Cecília, a personagem de Mia Farrow em "A Rosa Púrpura do Cairo" (85), tinha razão em refugiar-se nos cinemas. Em matéria de desgraça, a realidade não se cansa de superar a fantasia.

Filme nenhum previu Hiroshima e Nagasaki, a Aids, a fome na África ou a terça-feira de pânico e horror nos EUA. Perto desses flagelos, os mais imaginosos roteiristas parecem amadores sem muita criatividade.

Anunciou-se nas telas a destruição por capricho de civilizações
alienígenas, como em "Independence Day" (96), ou da natureza, como em "Armageddon" (98). Se havia a mão do homem na instauração do caos, era discreta, como a que propaga um vírus mortal em "Os 12 Macacos" (95).
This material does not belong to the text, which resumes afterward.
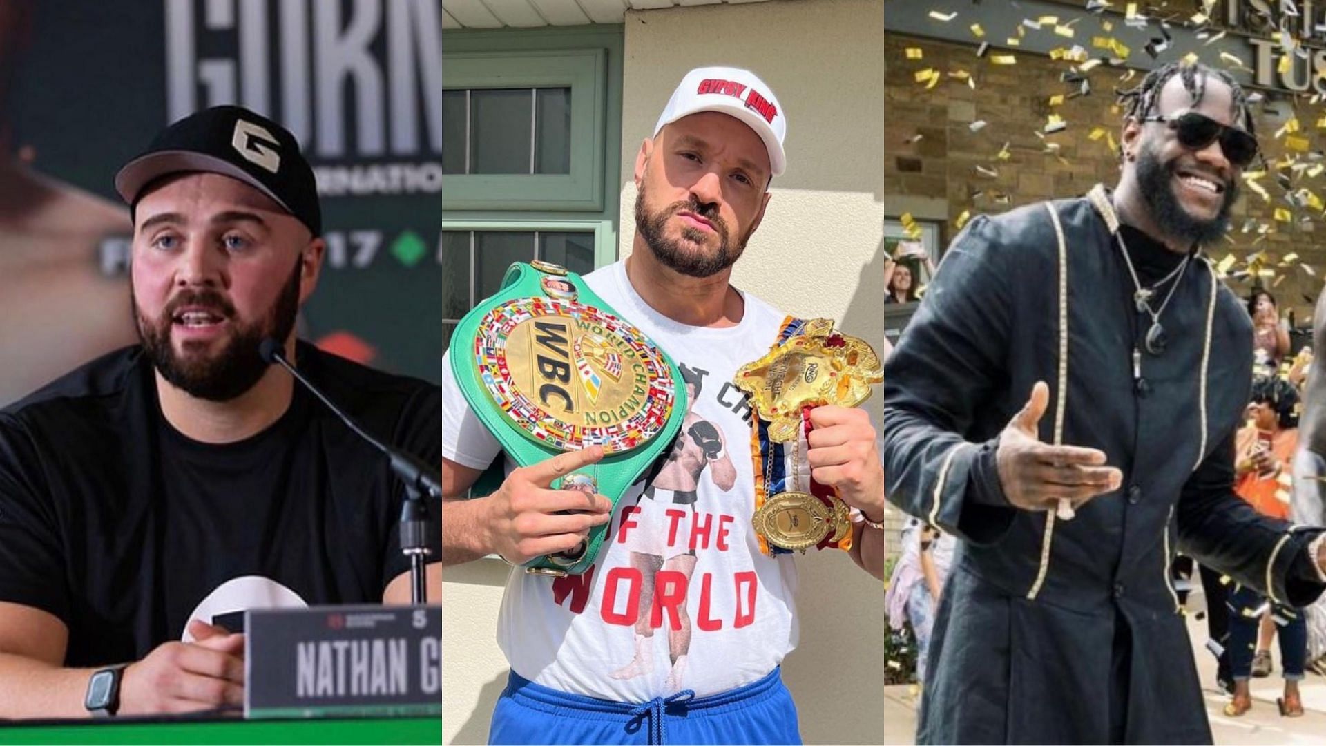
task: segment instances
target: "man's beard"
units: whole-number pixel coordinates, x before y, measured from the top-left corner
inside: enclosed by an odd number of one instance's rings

Atirar dois aviões contra o World Trade Center? Inverossímil, diriam.

É bem verdade que há uma linhagem de filmes sobre sequestro de aviões, a ferramenta que demonstrou assustadora eficiência nos episódios de terça-feira. A série "Aeroporto" chega a pisar nesse terreno, assim como "Passageiro 57" (92). Sobra até para o presidente dos EUA, que vira refém de terroristas russos, em "Força Aérea Um" (97). Sabe-se agora que a relativa facilidade com que os vilões da tela dominavam a situação inspirava-se nos limitados mecanismos de segurança reais.

Destruir arranha-céus era o objetivo dos malucos organizados de "Clube da Luta" (99). Os prédios que na sequência final caem como castelos de areia -como, aliás, as torres gêmeas do WTC- estão em Chicago e sediam operadoras de cartões de crédito. Nada de avião: a rapaziada usa apenas explosivos, escondidos em carros nas garagens subterrâneas -como, aliás, no primeiro atentado ao WTC, reconstituído no telefilme "Path to Paradise" (97).
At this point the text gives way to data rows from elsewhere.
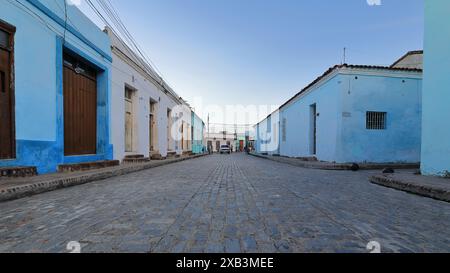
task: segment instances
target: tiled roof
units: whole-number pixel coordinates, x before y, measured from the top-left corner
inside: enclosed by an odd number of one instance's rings
[[[411,51],[411,52],[415,52],[415,51]],[[305,88],[303,88],[300,92],[298,92],[297,94],[295,94],[292,98],[290,98],[286,103],[284,103],[283,105],[281,105],[276,111],[281,110],[281,108],[285,107],[286,105],[288,105],[291,101],[293,101],[295,98],[297,98],[298,96],[300,96],[301,94],[303,94],[304,92],[306,92],[308,89],[310,89],[311,87],[313,87],[314,85],[316,85],[318,82],[320,82],[323,78],[325,78],[326,76],[330,75],[331,73],[333,73],[335,70],[338,69],[342,69],[342,68],[350,68],[350,69],[366,69],[366,70],[388,70],[388,71],[403,71],[403,72],[417,72],[417,73],[421,73],[422,69],[417,69],[417,68],[403,68],[403,67],[389,67],[389,66],[376,66],[376,65],[353,65],[353,64],[340,64],[340,65],[335,65],[333,67],[330,67],[327,71],[325,71],[325,73],[323,73],[320,77],[318,77],[317,79],[315,79],[313,82],[311,82],[310,84],[308,84]],[[276,112],[274,111],[274,113]],[[273,114],[273,113],[272,113]],[[272,114],[268,115],[266,117],[266,119],[271,116]],[[259,122],[261,123],[261,122]],[[257,123],[257,124],[259,124]]]
[[[396,66],[398,63],[400,63],[401,61],[403,61],[404,59],[406,59],[408,56],[411,55],[418,55],[418,54],[423,54],[423,50],[414,50],[414,51],[409,51],[408,53],[406,53],[405,55],[403,55],[400,59],[398,59],[397,61],[395,61],[395,63],[393,63],[391,65],[391,68]]]
[[[279,110],[289,104],[291,101],[293,101],[296,97],[306,92],[308,89],[310,89],[312,86],[320,82],[323,78],[331,74],[337,69],[341,68],[350,68],[350,69],[371,69],[371,70],[389,70],[389,71],[404,71],[404,72],[422,72],[422,69],[416,69],[416,68],[394,68],[394,67],[387,67],[387,66],[375,66],[375,65],[353,65],[353,64],[341,64],[341,65],[335,65],[333,67],[330,67],[322,76],[315,79],[313,82],[311,82],[309,85],[307,85],[305,88],[303,88],[300,92],[298,92],[295,96],[293,96],[291,99],[289,99],[286,103],[280,106]]]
Boa parte da sensação de que se assistia a um filme enquanto se via o noticiário de terça-feira deriva do fato de Nova York já ter sido destruída no cinema por toda espécie de ameaça, incluindo espectros ("Os Caça-Fantasmas"), gorila ("King Kong", que na segunda versão, de 1976, escalava o WTC no lugar do Empire State Building) e monstrengos ("Godzilla"). A primeira versão de "Planeta dos Macacos" (68) escolheu a cidade, por meio da Estátua da Liberdade, para representar a derrocada da nossa civilização. Vira e mexe, sobrava para Manhattan.
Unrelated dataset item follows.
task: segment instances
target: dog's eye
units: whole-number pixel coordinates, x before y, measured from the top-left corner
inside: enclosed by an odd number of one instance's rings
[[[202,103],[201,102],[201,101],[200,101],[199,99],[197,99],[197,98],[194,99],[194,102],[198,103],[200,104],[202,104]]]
Os terroristas também lhe bagunçaram a vida. Em "Duro de Matar 3" (95), um maluco espalha bombas pela cidade. Em "Nova York Sitiada" (98), a lei marcial é decretada e o Exército vai às ruas da cidade quando terroristas começam a detonar bombas. Ninguém sonhou derrubar o WTC.

O Pentágono também já havia passado por maus bocados, mas permanecia sempre em pé. Em "A Força em Alerta" (95), terroristas árabes oferecem US$ 1 bilhão para usar um satélite capaz de atingir um reator nuclear instalado na sede da Defesa dos EUA.

Como nenhum maluco imaginou que fosse tão fácil atacar o local usando um avião comercial, seus corredores transmitem nos filmes uma segurança mística, como na trama de espionagem de "Sem Saída" (87). Se o assunto é a Defesa dos EUA, quem estava com razão talvez fosse Stanley Kubrick em "Dr. Fantástico" (64). Não, melhor não dar idéia.

Corte para o coronel Kurtz (Marlon Brando), emitindo o diagnóstico mais curto e grosso da era moderna -cortesia do romance "O Coração das Trevas", de Joseph Conrad- que encerra "Apocalipse Now" (79), de Francis Coppola: "O horror, o horror". Estamos chegando lá.